A person does not need to know the identity of all of the co-conspirators in order to be convicted of criminal conspiracy. Also, if a person conspires to commit a number of crimes, he is guilty of only one conspiracy so long as such multiple crimes are part of a single criminal episode.
It is an affirmative defense to a charge of conspiracy that the offender, after conspiring to commit a crime, thwarted the success of the conspiracy, under circumstances manifesting a complete and voluntary renunciation of his criminal intent.
Generally, the severity of criminal conspiracy is one step less severe than the crime he or she was conspiring to commit.
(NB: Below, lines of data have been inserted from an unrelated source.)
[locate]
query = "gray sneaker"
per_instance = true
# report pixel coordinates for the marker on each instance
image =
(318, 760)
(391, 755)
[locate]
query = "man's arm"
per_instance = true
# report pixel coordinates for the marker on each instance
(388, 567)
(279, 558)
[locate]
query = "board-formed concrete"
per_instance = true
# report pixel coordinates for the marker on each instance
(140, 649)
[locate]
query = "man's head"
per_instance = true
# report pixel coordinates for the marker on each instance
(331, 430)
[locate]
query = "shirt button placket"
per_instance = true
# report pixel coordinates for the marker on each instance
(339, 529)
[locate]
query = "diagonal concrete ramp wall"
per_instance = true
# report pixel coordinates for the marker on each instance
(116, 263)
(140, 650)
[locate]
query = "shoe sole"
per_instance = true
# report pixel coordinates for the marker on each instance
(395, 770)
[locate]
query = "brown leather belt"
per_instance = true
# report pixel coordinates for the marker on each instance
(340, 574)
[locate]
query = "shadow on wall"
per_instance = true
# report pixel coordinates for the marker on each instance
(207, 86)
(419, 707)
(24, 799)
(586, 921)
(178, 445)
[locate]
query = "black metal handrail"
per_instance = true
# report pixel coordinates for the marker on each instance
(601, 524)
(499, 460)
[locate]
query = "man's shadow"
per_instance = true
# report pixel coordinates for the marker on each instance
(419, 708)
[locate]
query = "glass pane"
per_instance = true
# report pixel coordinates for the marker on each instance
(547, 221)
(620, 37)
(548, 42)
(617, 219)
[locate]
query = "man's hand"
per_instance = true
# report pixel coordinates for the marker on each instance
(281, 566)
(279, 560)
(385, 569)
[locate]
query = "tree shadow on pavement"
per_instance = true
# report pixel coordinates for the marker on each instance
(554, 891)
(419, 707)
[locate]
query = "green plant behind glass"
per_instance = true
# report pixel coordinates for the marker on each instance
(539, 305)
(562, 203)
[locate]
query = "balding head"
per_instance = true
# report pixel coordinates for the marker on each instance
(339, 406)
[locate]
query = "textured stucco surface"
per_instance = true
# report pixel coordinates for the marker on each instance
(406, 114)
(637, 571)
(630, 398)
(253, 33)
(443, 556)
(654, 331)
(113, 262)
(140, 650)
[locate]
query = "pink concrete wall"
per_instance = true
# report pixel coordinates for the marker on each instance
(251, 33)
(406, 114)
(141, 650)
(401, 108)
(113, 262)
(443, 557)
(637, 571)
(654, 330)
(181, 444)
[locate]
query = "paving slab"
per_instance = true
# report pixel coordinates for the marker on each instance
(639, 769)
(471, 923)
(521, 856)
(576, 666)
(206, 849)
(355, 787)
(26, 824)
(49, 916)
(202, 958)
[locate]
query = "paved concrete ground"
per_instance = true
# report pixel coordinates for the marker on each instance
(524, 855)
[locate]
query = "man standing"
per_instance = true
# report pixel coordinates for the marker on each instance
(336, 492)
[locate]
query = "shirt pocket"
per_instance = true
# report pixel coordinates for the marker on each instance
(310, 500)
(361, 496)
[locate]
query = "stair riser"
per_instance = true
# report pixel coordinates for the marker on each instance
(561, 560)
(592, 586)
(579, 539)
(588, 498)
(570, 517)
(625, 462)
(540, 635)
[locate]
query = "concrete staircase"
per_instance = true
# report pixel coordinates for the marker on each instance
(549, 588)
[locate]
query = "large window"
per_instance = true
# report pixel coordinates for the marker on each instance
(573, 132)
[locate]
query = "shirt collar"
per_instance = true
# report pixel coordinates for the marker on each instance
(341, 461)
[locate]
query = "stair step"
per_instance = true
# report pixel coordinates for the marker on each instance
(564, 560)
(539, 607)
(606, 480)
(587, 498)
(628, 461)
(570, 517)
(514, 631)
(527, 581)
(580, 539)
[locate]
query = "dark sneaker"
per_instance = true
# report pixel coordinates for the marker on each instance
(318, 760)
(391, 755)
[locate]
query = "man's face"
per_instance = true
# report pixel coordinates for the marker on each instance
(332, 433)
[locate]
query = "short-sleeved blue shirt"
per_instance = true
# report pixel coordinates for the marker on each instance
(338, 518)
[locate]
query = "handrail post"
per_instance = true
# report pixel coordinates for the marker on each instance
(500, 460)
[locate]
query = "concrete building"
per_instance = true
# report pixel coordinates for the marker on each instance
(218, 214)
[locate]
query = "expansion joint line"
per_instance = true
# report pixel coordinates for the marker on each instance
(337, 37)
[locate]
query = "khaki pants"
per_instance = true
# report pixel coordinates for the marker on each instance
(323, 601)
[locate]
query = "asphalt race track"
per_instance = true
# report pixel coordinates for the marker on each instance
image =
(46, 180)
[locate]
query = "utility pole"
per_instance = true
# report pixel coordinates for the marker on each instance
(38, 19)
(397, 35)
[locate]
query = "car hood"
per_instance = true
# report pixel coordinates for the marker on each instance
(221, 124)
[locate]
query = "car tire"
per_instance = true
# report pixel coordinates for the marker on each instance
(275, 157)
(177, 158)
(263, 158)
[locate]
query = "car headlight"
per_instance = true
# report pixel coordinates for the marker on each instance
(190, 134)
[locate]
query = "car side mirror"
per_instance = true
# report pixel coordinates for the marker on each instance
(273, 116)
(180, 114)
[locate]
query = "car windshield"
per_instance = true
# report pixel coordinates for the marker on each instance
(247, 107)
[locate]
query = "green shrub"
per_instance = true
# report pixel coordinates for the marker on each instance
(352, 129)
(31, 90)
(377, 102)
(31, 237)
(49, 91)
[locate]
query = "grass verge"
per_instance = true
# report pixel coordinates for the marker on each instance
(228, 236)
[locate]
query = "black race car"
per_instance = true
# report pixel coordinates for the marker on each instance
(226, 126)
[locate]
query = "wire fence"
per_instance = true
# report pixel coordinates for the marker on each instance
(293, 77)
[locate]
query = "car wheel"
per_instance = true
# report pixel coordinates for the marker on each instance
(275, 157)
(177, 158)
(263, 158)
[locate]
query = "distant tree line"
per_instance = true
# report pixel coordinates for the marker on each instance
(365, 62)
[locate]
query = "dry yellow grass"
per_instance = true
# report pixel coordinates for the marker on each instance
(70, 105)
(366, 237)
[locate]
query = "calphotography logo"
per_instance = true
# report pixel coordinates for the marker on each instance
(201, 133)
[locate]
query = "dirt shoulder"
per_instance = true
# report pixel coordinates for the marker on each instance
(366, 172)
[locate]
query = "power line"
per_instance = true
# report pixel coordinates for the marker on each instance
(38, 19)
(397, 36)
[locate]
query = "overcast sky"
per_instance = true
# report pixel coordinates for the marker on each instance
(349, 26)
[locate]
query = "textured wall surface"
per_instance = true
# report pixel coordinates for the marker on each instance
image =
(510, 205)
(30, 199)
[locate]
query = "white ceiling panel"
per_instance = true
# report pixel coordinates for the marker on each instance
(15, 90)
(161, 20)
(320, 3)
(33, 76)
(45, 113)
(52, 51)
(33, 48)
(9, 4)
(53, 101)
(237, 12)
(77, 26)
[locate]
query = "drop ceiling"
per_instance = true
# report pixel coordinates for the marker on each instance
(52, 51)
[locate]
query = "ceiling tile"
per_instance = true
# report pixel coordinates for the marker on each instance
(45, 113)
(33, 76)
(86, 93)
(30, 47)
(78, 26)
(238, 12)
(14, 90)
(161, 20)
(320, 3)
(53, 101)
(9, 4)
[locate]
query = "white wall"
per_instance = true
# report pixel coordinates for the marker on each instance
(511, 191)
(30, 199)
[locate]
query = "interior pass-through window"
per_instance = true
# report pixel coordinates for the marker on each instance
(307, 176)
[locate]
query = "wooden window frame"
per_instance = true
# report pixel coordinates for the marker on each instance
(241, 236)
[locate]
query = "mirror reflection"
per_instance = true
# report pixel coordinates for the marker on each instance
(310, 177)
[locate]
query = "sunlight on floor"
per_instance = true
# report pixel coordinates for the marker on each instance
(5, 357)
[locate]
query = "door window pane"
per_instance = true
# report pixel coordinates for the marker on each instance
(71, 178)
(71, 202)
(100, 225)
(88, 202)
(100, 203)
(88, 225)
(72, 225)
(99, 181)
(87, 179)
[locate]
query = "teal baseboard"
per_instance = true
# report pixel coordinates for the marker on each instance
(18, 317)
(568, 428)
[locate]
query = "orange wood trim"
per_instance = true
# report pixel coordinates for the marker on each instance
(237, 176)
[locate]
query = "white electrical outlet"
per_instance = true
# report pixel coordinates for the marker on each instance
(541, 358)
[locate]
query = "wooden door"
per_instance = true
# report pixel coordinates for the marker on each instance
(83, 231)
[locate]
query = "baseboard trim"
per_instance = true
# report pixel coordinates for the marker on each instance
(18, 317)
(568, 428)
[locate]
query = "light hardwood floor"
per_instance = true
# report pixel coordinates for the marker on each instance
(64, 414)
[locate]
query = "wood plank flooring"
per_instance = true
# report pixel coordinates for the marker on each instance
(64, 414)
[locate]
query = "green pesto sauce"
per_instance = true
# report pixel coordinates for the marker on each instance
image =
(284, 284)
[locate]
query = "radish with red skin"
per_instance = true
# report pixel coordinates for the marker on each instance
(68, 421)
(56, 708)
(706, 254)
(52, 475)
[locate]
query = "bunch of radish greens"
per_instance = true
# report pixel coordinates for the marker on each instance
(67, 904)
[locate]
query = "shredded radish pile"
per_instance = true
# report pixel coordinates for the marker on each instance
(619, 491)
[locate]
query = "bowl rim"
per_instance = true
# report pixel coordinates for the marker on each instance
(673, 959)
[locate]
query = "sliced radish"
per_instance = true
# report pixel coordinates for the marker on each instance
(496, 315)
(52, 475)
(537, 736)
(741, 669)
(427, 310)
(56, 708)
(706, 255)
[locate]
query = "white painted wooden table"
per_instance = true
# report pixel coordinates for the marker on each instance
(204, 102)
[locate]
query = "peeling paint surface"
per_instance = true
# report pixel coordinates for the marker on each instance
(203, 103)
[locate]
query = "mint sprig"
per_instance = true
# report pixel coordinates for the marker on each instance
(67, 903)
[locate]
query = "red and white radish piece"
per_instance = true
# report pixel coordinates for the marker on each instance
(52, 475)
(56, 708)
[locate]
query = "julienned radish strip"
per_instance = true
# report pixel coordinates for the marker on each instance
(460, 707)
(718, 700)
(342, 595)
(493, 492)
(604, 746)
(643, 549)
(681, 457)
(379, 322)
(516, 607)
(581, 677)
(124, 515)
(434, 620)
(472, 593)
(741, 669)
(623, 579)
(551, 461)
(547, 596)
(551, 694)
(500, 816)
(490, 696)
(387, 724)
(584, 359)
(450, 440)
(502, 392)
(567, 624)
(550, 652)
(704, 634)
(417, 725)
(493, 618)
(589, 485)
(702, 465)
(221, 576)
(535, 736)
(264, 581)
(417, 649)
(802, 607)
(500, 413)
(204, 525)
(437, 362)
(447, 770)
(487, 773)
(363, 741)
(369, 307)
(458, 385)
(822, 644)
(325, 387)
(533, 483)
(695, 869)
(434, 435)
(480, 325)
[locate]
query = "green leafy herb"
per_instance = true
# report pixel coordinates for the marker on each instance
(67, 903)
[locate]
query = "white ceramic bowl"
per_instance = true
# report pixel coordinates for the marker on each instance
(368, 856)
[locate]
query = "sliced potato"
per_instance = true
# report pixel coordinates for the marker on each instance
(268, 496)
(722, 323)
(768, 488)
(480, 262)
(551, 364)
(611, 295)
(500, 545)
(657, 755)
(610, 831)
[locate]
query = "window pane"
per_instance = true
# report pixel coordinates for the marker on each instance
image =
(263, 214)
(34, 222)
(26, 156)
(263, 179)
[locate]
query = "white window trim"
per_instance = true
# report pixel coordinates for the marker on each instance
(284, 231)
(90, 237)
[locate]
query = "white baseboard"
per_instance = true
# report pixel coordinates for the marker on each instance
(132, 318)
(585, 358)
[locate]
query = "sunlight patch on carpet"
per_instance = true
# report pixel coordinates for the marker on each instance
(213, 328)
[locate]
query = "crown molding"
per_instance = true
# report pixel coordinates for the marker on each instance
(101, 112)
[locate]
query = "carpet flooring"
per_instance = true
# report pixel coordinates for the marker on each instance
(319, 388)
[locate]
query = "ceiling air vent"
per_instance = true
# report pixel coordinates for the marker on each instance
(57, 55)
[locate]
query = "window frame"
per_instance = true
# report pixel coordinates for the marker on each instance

Thus, conspiracy to commit a class 1 felony is a class 2 felony, conspiracy to commit a class 2 felony is a class 3 felony, conspiracy to commit a class 3 felony is a class 4 felony; conspiracy to commit a class 4 felony is a class 5 felony, and conspiracy to commit a class 5 or 6 felony is a class 6 felony.
Similarly, conspiracy to commit a class 1 misdemeanor is a class 2 misdemeanor. Conspiracy to commit a misdemeanor other than a class 1 misdemeanor is a class 3 misdemeanor. Conspiracy to commit a petty offense is a crime of the same class as the offense itself.
Criminal conspiracy to commit a violent crime is itself considered a violent crime, and the appropriate sentencing enhancements are applicable. However, if the particular conduct charged to constitute a criminal conspiracy is so inherently unlikely to result or culminate in the commission of a crime that neither that conduct nor the offender presents a public danger warranting the mandated grading of the offense, the court may enter judgment and impose sentence for a crime of a lesser class or, in extreme cases, may dismiss the prosecution.